A partir de ahí, el vaivén de familias es constante. El proceso es sencillo y sobrio, aunque David intenta personalizarlo al máximo con cada niño. Pregunta su nombre, lo sienta en sus rodillas, les habla al oído en voz baja para no intimidarles y sobre todo mantiene contacto visual con los padres y así irse orientando a la hora de hacer preguntas. Revisa la carta por si vienen con dirección para luego buscarlas en el buzón. Es un procedimiento muy mecánico, pero nunca se puede bajar la guardia.
—¿Qué quieres este año?—, le pregunta a un niño de siete años y pelo castaño.
—Regalos no, solo que mi hermano sea feliz en la estrella donde está. A mi papá sí llévale algo, a mi madre no podrá ser, que está muerta— contesta el pequeño.
El silencio se hace en la sala. Prados, sin embargo, resuelve la situación con maestría. Le da un abrazo de varios segundos y tras susurrarle algo el niño vuelve con su padre, casi al borde de las lágrimas. “Es muy emocionante. Me gusta el misterio de que no sepan quién está detrás. Prefiero este anonimato, que no vean la persona que les hace feliz”, confiesa David durante una pausa. “Nunca tuve regalos, en mi casa jamás se celebró nada. Ahora, después de dar mil vueltas en la vida, soy niño otra vez durante un mes al año. Es mi regalo. Este es mi momento, por eso contesto a las cartas, porque para mí es sanador. Yo habría flipado si de pequeño me contesta el mismísimo Papá Noel”, prosigue. “Vivimos en la era del yoísmo, es algo que también se ve aquí, con los chavales, que cada vez son más exigentes y materialistas. Es una época muy confusa. Casi todos estamos viéndolas venir, llenos de incertidumbre. Me doy el capricho de hacer esto simplemente porque me hace bien, aunque nadie lo entienda”, finaliza.
A las dos y media de la tarde, tras atender a más de 40 familias, David por fin puede estirar las piernas y se levanta rascándose la barriga. “Es hora de comer”, comenta una compañera.
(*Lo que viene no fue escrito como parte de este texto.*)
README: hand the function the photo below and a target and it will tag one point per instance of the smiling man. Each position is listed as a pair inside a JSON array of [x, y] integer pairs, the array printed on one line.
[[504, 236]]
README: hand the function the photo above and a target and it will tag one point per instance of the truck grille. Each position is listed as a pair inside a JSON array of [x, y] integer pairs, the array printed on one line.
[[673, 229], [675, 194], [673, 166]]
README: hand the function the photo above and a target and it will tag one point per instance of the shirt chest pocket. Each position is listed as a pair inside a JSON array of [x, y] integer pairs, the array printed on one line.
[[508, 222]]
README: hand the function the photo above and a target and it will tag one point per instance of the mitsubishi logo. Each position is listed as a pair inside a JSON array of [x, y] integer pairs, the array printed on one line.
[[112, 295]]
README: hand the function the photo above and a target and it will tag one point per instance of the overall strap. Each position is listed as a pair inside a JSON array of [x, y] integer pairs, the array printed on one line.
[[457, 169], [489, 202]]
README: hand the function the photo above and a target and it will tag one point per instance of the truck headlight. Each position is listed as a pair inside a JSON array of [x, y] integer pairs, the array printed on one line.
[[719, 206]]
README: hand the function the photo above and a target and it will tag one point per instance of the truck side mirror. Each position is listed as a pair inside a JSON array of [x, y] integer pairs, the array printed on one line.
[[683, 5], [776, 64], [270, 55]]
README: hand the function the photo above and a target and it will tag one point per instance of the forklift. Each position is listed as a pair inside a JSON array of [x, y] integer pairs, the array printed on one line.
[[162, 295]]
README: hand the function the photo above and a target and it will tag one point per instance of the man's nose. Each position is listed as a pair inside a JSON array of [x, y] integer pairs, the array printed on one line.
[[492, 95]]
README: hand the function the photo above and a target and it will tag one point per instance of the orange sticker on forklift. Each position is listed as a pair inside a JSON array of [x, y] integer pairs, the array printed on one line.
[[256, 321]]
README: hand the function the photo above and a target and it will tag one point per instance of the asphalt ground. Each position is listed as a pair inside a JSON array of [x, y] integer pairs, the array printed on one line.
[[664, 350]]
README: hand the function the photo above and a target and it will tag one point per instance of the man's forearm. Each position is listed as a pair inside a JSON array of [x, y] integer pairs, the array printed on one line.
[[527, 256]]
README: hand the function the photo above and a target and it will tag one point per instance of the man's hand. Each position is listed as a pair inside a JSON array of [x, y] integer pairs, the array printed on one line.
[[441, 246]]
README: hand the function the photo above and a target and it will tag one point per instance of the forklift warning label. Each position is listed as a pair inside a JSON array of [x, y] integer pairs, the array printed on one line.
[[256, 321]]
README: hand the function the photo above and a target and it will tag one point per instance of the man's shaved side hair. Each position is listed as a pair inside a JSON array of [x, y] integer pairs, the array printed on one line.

En una tartera eléctrica lleva medio kilo de macarrones con chorizo y tomate, pero antes, mientras el resto del mundo almuerza y descansa, David se sienta en el suelo, abre el buzón y esparce las cartas para localizar aquellas que debe contestar. “Pensarán que estoy loco”, dice en alto. Realiza varios montones según el tamaño hasta que da con una que le llama poderosamente la atención. “Vidanía SL. San Fernando de Henares. Empresa de electricidad” se lee en el sobre. “Esto me viene de lujo, además de la carta para el niño, le meto mi currículum al padre”, bromea. Y así, empieza a escribir en un papel en sucio, para que esta noche, cuando llegue a casa a las once y media de la noche, lo pueda pasar a limpio sin erratas:
“Hola, me alegra saber que te estás portando bien. Contestando a tu pregunta, sí, conozco a los Reyes Magos. He hablado con ellos sobre tus estudios y tus regalos. Voy a procurar llevarte la grúa Pokémon. Si tengo hueco en el trineo echaré también las pistas”.